If you are looking for an example of how corporate interests continue to dominate the agenda in Congress, a recent hearing on business tax reform held by the Senate Finance Committee is Exhibit A.
Over the past several years, the American public has watched as the media has continually reported on how major profitable corporations are using offshore loopholes and special interest tax breaks to get out of paying their fair share in taxes. These reports have left the American public rightly outraged. In fact, a Pew Research poll found that 82 percent of all Americans (including a majority of Republicans) say that they are bothered by corporate tax avoidance.
Given the unusually strong consensus on this issue, Tuesday’s Senate Finance Committee hearing should have focused on how to clamp down on offshore tax avoidance or curb the broad tax breaks that corporations receive. Instead, the discussion focused almost exclusively on how Congress could provide corporations with lower statutory tax rates, expanded loopholes and even bigger tax breaks.
Lawmakers are clearly disconnected from their constituents on this issue. They have bought into the enormous lobbying campaign by corporations touting the idea that U.S. corporations pay too much in taxes.
While it is true that the U.S. statutory tax rate is 35 percent, the wide swath of loopholes and breaks allow large profitable U.S. companies pay closer to 19.4 percent on average, with many companies paying nothing at all. A lot of the reason multinational corporations are able to pay such low rates is that they are allowed to avoid an estimated $695 billion in taxes on the $2.4 trillion that they hold offshore. In other words, the real problem with the tax code is not that U.S. multinationals are paying too much, but rather the fact that they are allowed to avoid so much in taxes.

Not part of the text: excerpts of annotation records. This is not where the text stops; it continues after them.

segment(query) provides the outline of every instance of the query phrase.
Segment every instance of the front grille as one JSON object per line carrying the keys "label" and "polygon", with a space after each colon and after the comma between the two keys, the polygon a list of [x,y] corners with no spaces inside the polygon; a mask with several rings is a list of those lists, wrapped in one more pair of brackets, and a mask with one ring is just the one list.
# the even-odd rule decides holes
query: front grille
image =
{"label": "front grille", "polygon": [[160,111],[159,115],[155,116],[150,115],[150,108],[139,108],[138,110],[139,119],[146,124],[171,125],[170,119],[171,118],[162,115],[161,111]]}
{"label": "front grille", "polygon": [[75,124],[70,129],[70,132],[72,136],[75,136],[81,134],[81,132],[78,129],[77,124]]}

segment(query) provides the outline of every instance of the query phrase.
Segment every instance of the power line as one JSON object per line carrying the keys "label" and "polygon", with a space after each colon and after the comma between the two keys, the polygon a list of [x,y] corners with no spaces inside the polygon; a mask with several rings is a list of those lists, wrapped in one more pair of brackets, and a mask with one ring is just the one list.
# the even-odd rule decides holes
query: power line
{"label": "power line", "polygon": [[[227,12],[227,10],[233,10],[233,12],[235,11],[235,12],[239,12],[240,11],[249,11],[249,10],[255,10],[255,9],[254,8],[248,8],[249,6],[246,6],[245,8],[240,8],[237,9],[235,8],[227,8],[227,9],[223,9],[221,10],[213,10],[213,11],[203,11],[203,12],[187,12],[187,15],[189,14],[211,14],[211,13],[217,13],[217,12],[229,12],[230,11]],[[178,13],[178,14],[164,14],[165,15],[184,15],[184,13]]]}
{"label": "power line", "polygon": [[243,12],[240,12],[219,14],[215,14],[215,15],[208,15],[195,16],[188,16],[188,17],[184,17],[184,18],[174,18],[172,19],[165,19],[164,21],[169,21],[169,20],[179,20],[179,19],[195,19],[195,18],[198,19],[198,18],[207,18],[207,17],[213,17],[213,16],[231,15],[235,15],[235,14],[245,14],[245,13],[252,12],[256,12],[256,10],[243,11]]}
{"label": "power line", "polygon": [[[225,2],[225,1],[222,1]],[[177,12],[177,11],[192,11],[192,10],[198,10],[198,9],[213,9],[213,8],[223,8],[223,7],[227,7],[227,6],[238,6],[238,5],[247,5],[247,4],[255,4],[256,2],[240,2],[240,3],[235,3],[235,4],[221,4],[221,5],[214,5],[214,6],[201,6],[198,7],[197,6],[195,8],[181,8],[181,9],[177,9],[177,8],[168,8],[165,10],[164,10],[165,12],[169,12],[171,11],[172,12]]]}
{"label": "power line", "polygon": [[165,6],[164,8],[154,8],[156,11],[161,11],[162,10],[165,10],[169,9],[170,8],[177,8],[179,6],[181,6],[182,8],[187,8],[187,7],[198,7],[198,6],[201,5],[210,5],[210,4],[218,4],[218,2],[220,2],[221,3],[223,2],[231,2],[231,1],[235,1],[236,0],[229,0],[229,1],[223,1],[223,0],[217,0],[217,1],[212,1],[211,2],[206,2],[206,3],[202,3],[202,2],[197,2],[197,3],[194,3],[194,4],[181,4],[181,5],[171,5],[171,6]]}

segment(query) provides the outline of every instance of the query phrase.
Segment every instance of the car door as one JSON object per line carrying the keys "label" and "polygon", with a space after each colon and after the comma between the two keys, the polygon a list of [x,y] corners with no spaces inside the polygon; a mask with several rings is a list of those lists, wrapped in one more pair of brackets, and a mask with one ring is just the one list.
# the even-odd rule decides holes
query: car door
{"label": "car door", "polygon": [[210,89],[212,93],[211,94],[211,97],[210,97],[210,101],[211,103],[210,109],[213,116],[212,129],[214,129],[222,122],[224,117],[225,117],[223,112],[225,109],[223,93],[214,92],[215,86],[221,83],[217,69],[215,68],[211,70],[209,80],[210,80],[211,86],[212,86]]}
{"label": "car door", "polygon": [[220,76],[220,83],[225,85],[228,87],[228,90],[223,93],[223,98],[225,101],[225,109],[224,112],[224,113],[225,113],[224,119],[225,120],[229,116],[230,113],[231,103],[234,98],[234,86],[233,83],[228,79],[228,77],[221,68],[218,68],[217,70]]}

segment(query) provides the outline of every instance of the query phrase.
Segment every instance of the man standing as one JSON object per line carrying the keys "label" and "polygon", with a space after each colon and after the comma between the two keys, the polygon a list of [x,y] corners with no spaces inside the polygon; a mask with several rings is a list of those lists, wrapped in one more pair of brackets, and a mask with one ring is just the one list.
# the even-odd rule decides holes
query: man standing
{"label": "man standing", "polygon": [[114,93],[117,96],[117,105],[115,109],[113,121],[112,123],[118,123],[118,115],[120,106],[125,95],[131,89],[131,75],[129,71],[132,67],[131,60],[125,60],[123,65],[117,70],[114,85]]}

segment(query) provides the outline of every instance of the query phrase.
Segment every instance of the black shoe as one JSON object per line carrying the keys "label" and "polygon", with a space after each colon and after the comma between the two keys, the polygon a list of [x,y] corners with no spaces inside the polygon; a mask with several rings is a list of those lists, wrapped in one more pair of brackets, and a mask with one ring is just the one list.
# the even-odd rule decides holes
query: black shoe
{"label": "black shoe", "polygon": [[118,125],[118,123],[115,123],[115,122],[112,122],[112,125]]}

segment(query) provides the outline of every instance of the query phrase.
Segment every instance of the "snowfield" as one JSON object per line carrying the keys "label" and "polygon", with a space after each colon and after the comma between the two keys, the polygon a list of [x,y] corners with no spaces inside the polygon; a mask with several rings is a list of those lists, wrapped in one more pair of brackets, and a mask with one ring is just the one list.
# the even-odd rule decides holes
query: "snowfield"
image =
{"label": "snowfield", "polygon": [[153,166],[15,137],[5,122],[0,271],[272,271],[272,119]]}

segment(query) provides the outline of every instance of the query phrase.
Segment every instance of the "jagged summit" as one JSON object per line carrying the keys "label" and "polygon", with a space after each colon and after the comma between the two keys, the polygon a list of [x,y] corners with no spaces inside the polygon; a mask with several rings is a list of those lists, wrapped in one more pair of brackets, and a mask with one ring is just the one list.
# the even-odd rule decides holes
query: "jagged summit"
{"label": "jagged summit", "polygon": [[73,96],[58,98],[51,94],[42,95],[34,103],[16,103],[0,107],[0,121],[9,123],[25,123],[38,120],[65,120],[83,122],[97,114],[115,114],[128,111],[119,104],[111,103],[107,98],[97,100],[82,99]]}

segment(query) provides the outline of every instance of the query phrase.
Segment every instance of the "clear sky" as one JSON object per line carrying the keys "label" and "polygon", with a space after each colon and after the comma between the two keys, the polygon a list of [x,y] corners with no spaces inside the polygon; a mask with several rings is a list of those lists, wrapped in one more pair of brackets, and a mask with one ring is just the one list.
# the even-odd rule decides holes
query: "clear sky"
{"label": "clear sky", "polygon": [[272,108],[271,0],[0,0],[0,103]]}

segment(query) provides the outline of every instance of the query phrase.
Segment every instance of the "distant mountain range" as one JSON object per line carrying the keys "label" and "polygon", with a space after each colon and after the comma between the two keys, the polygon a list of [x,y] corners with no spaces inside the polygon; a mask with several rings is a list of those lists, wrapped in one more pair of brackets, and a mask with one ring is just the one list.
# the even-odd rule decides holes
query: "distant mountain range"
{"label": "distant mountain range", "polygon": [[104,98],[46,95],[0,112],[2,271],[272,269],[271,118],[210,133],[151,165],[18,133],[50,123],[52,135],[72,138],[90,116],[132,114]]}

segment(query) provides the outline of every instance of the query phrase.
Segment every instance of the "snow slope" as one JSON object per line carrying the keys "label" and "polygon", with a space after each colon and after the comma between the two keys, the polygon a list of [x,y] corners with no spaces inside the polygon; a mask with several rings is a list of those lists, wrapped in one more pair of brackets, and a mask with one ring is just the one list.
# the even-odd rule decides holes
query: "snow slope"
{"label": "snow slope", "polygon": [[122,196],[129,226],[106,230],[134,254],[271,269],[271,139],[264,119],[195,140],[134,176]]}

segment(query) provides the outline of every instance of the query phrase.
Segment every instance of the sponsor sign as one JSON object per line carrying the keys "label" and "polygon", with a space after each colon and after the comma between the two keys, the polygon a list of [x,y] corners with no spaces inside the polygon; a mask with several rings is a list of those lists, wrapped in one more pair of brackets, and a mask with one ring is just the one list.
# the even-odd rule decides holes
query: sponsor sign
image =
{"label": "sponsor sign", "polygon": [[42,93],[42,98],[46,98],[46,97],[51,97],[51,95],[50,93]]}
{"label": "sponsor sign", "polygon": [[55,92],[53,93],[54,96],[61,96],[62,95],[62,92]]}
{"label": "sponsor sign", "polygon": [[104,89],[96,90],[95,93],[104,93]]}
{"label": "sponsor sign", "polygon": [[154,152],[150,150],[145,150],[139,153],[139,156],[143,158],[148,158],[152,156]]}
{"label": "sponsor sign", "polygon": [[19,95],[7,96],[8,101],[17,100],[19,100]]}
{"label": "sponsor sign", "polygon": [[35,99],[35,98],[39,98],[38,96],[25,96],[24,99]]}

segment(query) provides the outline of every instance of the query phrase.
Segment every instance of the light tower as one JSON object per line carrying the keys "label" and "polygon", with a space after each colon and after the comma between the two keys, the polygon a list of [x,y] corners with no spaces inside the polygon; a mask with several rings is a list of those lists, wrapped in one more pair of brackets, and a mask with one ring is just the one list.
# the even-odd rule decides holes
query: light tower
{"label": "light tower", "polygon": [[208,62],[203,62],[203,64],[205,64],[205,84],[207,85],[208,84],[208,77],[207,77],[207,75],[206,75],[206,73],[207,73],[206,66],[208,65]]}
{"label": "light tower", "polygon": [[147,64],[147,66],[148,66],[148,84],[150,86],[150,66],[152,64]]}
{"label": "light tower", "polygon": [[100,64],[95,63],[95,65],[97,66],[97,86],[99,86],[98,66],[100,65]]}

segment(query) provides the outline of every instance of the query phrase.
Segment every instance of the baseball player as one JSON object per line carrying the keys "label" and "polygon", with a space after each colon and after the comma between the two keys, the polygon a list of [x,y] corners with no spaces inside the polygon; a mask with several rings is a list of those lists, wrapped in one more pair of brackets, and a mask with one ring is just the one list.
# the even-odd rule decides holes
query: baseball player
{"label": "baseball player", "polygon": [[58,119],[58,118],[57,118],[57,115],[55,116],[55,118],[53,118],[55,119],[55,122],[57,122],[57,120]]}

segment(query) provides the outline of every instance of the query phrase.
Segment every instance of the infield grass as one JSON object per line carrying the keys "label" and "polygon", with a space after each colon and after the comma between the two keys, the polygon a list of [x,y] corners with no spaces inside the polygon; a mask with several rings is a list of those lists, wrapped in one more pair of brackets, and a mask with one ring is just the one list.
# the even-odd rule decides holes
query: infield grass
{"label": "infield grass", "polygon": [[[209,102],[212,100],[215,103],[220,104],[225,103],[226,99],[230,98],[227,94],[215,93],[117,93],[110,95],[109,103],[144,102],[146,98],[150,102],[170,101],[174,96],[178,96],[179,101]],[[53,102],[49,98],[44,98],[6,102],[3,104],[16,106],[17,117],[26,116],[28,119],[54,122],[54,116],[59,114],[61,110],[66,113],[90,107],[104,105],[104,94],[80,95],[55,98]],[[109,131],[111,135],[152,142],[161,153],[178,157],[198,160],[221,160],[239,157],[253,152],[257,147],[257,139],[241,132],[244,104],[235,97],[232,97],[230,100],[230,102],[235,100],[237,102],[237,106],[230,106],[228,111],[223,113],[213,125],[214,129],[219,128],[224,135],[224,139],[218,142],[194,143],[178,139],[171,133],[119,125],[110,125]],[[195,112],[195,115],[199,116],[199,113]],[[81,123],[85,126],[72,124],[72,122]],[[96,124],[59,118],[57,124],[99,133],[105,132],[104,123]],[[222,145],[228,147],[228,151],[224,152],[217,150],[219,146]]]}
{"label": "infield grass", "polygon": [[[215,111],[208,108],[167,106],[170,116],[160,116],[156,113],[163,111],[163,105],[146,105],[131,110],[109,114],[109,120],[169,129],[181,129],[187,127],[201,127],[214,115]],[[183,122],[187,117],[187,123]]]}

Congress could shut down corporate tax avoidance and at the same time raise much-needed tax revenue tomorrow by ending the deferral and inversions loopholes. Instead, the Senate Finance hearing focused on how to enact substantial new tax cuts for corporations. For example, several participants discussed the need for the U.S. to move to a territorial tax system, a move that would dramatically increase, not decrease, the incentive for U.S. companies to shift more of their profits (and even real activities) offshore to avoid paying taxes. While this move alone would lose a huge amount of revenue, multiple panelists insisted that this tax break would not be nearly enough and that huge rate cuts would also be necessary to remain “competitive.”
If lawmakers insist on moving forward with policies that cut taxes for corporations there will almost certainly be huge policy and political consequences. Policy wise, lawmakers will find it impossible to raise enough revenue to make the public investments that are the true backbone of a competitive economy. Politically, lawmakers may find themselves on the side of hugely unpopular tax cuts that the vast majority of Americans oppose and may decide is reason enough to vote them out of office.